Wednesday, December 01, 2004
Union Carbide Accident in Bhopal, India: 20 Years Later
Perhaps the most extraordinary fact about Bhopal is that no one has faced trial for what happened that night. Even though Union Carbide's own safety experts had warned two years before of a 'serious potential for sizable releases of toxic materials,' the managers of the Bhopal factory had no system in place to warn and evacuate residents in the event of emergency. Indian government officials likewise failed to insist upon such basic precautions. And as thousands of survivors streamed into local hospitals that night, Union Carbide spokesmen actively denied that methyl isocyanate was poisonous, calling it 'nothing more than a potent tear gas.'
Despite all this, corporate officials have never answered in a court of law for their actions. Such an evasion of legal accountability would be inconceivable if the disaster had occurred in the United States or Europe. Had the victims been affluent westerners rather than impoverished Indians, they would have had their day in court long ago....
Amnesty's report, 'Clouds of Injustice,' estimates that 7,000 to 10,000 people died in the first three days of the Bhopal disaster and 15,000 more have died in the years since.
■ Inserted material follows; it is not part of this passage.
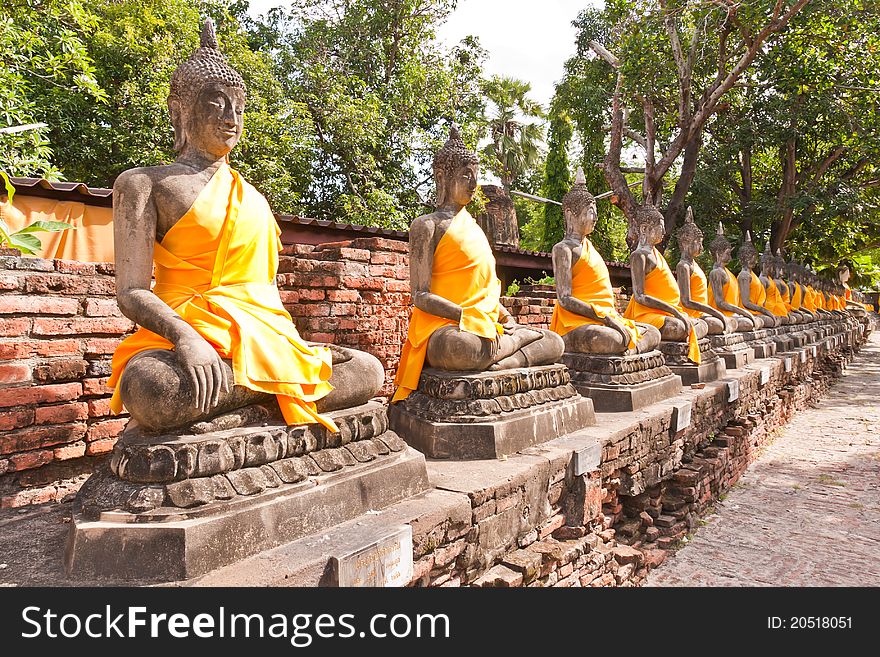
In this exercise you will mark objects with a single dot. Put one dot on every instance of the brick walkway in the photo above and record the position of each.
(807, 513)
Another 100,000 continue to suffer chronic, largely untreatable diseases of the lungs, eyes and blood.Meanwhile, a new generation in Bhopal endures an epidemic of infertility and grotesque birth defects, including missing palates and fingers growing out of shoulders, in part because of continuing contamination of the groundwater.
Bhopal thus ranks as the single deadliest industrial disaster of the modern environmental era. With a death toll of 22,000, it has killed more people than the Chernobyl nuclear disaster did. And its victims are still dying today, 20 years later.